C'è poi un punto C, quello cui aderisce lo stesso Penrose, e che può riassumersi come segue: la consapevolezza è suscitata, in qualche modo, da qualche azione fisica del cervello, ma questa azione non può neanche essere simulata, cioè non può essere approssimata, finta, da nessuna strategia di calcolo.

Infine c'è il punto D, ossia esiste una piccola anima immortale, quindi non rompeteci troppo i coglioni con queste menate.

Per riassumere il riassunto: il punto D è autoevidente (inutile simulare alcunché, tanto la consapevolezza c'è data da una scintilla divina in noi); il punto A implica che prima o poi i computers saranno non solo più intelligenti di noi, ma almeno altrettanto autocoscienti; il punto B significa che l'intelligenza potrà essere simulata, ma questo non comporterà la nascita artificiale della coscienza; mentre il punto C, lo confesso, è quello che mi causa problemi, quello che non capisco.

Naturalmente capisco che il motivo per cui non lo capisco non è esplicitato nelle righe che precedono, ma il fatto è che sto proprio cercando di spiegare perché non capisco il punto C. Va da sé che non è che non lo capisco, in qualche senso: comprendo bene (credo) come possano esistere universi deterministici ma non computazionali (a dirla tutta mi è anche abbastanza chiaro che il nostro universo è non-computazionale).
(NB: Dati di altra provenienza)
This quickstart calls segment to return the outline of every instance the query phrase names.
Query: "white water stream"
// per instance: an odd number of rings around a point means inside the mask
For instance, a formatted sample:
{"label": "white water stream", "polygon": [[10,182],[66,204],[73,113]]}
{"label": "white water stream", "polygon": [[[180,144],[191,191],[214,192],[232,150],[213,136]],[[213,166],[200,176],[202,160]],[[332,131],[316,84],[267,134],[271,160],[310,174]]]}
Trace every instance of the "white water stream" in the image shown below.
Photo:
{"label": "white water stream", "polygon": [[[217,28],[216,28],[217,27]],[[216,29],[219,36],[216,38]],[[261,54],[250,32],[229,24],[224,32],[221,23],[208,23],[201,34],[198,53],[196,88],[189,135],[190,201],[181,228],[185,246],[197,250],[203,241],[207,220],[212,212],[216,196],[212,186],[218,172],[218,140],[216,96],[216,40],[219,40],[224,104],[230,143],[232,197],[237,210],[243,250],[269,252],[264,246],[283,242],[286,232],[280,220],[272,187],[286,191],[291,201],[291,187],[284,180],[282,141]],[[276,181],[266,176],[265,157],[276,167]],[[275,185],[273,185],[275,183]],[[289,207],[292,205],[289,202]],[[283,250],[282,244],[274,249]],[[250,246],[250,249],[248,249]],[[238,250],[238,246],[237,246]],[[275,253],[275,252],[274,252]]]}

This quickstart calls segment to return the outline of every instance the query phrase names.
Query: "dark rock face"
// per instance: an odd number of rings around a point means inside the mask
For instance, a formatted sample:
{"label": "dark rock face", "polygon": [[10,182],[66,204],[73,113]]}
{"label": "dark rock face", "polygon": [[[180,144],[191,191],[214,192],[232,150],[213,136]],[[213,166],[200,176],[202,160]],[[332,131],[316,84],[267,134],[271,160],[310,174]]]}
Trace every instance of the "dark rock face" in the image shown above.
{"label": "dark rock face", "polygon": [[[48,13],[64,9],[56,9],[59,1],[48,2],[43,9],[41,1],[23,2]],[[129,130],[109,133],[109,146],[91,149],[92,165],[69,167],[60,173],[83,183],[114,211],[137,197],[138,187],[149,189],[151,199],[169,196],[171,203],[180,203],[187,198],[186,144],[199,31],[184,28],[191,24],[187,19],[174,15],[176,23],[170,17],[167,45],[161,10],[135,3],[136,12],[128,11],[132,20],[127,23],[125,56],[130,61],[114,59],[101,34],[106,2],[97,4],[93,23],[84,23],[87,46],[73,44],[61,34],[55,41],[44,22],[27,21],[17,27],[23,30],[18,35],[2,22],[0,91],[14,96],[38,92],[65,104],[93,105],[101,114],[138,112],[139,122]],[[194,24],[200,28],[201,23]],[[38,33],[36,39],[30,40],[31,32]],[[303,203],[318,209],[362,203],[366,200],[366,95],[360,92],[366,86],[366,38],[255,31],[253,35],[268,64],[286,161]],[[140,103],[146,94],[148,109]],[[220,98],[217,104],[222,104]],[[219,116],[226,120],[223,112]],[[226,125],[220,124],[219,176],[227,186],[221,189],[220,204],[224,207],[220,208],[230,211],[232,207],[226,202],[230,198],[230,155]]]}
Diciamo che il punto C mi sembra una diramazione del punto B (ma a dirla tutta anche il punto D mi sembra un'ulteriore diramazione).

Il fatto fondamentale, credo, è che per Penrose "intelligenza" richiede comprensione, e "comprensione" richiede consapevolezza. Il problema è che occorre intendersi sui termini, e non vorrei che alla fine tutto si giochi sulla differenza e sull'ambiguità che (dis)legano coscienza ad autocoscienza.

Mi è per esempio abbastanza chiaro come la gatta-Lou sia una "macchina intelligente"; è evidente inoltre come "comprenda" perfettamente quando sto per tirarle una ciabattata a causa di qualcosa che ha fatto e che non avrebbe dovuto fare (tipo pisciare sotto al tavolo in soggiorno), perché scappa a gambe levate. Ma quanto e a che livello la gatta-Lou è consapevole? E le serve poi questa "consapevolezza" per essere intelligente e comprendere che deve scappare quando è il caso, per non pigliare la ciabattata sul muso?